What I Learned Pushing Prompt Engineering to the Limit
I spent the past two months building a large-language-model (LLM) powered application. It was an exciting, intellectually stimulating, and at times frustrating experience. My entire conception of Prompt Engineering – and of what is possible with LLMs – changed over the course of the project.
I'd love to share with you some of my biggest takeaways with the goal of shedding light on some of the often unspoken aspects of prompt engineering. I hope that after reading about my trials and tribulations, you will be able to make more informed prompt engineering decisions. If you'd already dabbled in prompt engineering, I hope that this helps you push forward in your own journey!
For context, here is the TL;DR on the project we'll be learning from:
- My team and I built VoxelGPT, an application that combines LLMs with the FiftyOne computer vision query language to enable searching through image and video datasets via natural language. VoxelGPT also answers questions about FiftyOne itself.
- VoxelGPT is open source (so is FiftyOne!). All of the code is available on GitHub.
- You can try VoxelGPT for free at gpt.fiftyone.ai.
- If you're curious how we built VoxelGPT, you can read more about it on TDS here.
Now, I've split the prompt engineering lessons into four categories:
General Lessons
Science? Engineering? Black Magic?
Prompt engineering is as much experimentation as it is engineering. There are an infinite number of ways to write a prompt, from the specific wording of your question, to the content and formatting of the context you feed in. It can be overwhelming. I found it easiest to start simple and build up an intuition – and then test out hypotheses.
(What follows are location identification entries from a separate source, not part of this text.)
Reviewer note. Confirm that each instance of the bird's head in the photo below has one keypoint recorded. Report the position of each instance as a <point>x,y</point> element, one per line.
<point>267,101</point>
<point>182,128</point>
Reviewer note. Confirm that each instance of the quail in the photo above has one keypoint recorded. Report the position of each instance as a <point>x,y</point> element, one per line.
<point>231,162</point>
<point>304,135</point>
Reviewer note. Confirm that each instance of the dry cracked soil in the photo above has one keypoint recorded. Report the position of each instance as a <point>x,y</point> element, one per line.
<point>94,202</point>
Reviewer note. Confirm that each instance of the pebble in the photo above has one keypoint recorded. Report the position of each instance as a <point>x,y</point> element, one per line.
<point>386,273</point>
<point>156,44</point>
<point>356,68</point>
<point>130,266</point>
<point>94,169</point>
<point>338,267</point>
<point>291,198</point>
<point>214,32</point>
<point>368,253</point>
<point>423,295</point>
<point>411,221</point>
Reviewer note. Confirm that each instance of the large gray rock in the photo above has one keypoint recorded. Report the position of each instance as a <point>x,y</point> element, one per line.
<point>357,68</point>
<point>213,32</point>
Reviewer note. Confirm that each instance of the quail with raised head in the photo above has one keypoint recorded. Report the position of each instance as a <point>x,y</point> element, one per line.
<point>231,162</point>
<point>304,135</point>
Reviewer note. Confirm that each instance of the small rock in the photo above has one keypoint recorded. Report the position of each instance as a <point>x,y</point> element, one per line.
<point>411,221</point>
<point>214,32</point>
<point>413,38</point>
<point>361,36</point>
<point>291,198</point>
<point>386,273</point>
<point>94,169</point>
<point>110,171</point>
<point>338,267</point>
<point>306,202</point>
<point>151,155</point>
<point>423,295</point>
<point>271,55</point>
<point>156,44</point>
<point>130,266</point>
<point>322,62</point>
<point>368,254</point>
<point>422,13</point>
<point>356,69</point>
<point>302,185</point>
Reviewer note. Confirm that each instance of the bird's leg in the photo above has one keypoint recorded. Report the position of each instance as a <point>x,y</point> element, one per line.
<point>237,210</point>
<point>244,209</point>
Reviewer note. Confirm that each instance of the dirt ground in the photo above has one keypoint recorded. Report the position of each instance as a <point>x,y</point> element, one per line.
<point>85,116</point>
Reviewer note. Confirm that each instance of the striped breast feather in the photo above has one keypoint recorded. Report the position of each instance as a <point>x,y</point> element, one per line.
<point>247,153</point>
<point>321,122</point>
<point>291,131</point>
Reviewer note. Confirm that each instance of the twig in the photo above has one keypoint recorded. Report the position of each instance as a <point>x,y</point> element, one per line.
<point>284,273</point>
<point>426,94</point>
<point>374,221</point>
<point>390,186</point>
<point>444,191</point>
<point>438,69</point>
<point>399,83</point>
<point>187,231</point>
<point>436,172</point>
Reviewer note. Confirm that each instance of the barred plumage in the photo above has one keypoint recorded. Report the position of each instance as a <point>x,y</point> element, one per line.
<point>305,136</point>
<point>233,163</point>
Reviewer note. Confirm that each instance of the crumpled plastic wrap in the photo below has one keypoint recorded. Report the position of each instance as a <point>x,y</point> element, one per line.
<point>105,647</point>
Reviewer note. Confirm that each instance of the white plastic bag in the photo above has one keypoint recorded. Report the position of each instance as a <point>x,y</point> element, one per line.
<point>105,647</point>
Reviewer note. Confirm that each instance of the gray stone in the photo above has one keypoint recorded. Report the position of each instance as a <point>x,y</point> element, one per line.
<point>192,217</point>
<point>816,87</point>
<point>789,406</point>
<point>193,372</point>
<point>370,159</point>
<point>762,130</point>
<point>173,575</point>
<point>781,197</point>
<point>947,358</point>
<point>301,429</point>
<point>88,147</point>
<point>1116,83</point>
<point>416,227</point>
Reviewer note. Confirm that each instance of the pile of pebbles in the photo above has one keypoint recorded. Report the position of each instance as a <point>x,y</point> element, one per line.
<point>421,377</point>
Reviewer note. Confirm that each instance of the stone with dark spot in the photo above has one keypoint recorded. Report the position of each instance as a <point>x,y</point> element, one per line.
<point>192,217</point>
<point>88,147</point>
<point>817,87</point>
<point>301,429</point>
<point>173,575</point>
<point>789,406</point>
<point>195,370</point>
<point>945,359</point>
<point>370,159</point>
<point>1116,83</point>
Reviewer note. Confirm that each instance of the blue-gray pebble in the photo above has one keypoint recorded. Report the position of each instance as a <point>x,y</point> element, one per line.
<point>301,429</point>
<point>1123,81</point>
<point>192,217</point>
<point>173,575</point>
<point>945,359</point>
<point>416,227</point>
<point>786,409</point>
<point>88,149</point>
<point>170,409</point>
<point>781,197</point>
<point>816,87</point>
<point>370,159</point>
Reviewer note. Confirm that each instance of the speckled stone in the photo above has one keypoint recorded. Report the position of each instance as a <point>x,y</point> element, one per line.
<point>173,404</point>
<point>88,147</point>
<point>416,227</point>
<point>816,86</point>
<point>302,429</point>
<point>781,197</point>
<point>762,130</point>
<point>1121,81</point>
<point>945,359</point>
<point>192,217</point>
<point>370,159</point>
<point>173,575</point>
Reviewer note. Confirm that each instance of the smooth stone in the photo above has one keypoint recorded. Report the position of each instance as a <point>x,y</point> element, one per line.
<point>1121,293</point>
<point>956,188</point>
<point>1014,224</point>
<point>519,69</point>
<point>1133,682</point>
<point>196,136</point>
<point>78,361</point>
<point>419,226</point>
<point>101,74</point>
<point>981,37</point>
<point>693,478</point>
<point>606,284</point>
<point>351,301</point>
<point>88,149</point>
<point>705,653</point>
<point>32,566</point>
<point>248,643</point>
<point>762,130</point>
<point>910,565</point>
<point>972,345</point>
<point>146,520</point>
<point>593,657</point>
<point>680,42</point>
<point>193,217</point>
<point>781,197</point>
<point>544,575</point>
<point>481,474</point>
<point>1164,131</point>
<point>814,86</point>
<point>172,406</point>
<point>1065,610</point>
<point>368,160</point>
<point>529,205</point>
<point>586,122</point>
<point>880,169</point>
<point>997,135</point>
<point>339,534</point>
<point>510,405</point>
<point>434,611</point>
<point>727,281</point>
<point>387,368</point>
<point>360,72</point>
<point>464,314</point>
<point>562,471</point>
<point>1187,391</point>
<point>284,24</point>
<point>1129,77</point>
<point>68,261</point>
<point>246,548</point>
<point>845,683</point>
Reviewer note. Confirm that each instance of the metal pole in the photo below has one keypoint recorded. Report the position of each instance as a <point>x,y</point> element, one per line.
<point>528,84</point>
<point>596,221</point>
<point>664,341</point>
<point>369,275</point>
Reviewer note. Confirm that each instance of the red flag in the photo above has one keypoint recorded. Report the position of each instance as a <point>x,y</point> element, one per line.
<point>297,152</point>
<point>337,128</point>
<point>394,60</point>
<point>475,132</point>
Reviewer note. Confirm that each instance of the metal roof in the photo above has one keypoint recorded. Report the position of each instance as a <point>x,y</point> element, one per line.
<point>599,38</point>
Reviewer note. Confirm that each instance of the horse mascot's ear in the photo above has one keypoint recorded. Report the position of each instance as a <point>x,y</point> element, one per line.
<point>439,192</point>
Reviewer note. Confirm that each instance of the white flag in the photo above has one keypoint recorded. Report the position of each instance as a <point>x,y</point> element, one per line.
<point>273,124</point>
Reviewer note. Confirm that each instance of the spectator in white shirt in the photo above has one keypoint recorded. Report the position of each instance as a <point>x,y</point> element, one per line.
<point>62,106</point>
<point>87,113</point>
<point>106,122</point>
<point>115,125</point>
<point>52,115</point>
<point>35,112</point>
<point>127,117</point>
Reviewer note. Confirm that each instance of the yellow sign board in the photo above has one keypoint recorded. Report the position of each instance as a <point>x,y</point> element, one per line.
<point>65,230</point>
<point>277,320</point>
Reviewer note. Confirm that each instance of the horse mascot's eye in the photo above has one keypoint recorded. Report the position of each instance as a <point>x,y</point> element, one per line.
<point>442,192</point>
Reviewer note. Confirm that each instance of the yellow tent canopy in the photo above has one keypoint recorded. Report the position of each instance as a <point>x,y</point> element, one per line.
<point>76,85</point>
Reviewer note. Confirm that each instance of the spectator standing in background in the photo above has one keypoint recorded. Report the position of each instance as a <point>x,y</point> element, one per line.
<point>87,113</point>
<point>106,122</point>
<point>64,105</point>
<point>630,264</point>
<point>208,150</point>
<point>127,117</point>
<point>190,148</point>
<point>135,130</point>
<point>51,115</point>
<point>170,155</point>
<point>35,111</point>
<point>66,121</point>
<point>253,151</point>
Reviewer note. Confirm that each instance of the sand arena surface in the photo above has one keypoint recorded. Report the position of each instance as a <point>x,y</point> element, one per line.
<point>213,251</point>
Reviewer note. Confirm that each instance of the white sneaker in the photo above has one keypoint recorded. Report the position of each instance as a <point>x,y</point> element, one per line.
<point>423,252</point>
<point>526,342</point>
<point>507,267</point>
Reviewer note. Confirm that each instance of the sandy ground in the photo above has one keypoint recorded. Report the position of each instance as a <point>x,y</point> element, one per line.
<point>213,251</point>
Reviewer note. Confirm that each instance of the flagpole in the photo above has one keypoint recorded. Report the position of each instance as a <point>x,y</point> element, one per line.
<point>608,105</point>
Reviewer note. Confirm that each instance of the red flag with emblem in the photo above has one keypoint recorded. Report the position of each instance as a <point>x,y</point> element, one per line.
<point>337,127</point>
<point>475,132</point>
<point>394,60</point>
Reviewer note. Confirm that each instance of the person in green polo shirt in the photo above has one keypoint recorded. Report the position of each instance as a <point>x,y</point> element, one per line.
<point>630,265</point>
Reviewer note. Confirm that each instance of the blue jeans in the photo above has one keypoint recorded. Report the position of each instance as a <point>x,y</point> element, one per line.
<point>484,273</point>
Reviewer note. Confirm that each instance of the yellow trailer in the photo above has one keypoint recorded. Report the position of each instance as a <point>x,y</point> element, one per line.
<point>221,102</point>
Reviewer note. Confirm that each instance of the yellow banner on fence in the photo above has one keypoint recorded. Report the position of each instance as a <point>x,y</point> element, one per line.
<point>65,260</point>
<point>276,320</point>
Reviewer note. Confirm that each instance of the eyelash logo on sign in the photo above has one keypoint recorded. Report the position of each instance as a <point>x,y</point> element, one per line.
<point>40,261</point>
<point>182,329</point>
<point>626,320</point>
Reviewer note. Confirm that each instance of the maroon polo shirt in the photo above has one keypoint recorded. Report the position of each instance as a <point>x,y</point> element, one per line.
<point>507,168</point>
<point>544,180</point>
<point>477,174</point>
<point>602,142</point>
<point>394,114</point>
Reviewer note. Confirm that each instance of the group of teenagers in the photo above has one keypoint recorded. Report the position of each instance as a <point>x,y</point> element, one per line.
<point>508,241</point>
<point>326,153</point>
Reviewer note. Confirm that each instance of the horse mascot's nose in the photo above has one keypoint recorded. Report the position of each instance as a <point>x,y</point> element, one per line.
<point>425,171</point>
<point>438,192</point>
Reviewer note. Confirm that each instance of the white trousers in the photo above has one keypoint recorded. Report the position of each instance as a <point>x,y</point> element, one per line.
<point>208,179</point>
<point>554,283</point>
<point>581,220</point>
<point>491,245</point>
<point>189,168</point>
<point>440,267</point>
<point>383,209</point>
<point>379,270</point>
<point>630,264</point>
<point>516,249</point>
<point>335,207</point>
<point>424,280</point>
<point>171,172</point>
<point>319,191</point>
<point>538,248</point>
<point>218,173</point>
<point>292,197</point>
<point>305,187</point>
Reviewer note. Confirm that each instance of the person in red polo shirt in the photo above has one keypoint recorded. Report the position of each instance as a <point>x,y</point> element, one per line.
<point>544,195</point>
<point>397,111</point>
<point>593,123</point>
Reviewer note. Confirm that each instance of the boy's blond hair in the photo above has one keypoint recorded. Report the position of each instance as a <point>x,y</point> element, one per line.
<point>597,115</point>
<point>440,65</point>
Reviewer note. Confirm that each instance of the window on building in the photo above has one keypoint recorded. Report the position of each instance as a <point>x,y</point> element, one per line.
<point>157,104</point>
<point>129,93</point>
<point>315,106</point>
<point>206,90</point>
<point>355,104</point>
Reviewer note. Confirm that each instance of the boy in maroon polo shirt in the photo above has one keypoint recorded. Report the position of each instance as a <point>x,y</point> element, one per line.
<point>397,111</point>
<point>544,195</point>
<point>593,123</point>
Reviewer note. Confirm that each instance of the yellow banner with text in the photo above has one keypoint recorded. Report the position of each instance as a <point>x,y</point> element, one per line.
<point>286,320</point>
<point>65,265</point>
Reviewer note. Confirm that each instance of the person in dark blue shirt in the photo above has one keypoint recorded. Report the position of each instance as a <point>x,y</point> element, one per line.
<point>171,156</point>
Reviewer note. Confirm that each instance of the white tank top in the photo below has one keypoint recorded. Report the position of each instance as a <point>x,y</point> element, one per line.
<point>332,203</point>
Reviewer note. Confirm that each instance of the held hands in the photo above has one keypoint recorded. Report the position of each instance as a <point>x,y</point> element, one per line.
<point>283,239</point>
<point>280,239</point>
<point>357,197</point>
In computer vision, each dataset has its own schema, label types, and class names. The goal for VoxelGPT was to be able to work with any computer vision dataset, but we started with just a single dataset: MS COCO. Keeping all of the additional degrees of freedom fixed allowed us to nail down into the LLM's ability to write syntactically correct queries in the first place.
Once you've determined a formula that is successful in a limited context, then figure out how to generalize and build upon this.
Which Model(s) to Use?
People say that one of the most important characteristics of large language models is that they are relatively interchangeable. In theory, you should be able to swap one LLM out for another without substantially changing the connective tissue.
While it is true that changing the LLM you use is often as simple as swapping out an API call, there are definitely some difficulties that arise in practice.
- Some models have much shorter context lengths than others. Switching to a model with a shorter context can require major refactoring.
- Open source is great, but open source LLMs are not as performant (yet) as GPT models. Plus, if you are deploying an application with an open source LLM, you will need to make sure the container running the model has enough memory and storage. This can end up being more troublesome (and more expensive) than just using API endpoints.
- If you start using GPT-4 and then switch to GPT-3.5 because of cost, you may be shocked by the drop-off in performance. For complicated code generation and inference tasks, GPT-4 is MUCH better.
Where to Use LLMs?
Large language models are powerful. But just because they may be capable of certain tasks doesn't mean you need to – or even should – use them for those tasks. The best way to think about LLMs is as enablers. LLMs are not the WHOLE solution: they are just a part of it. Don't expect large language models to do everything.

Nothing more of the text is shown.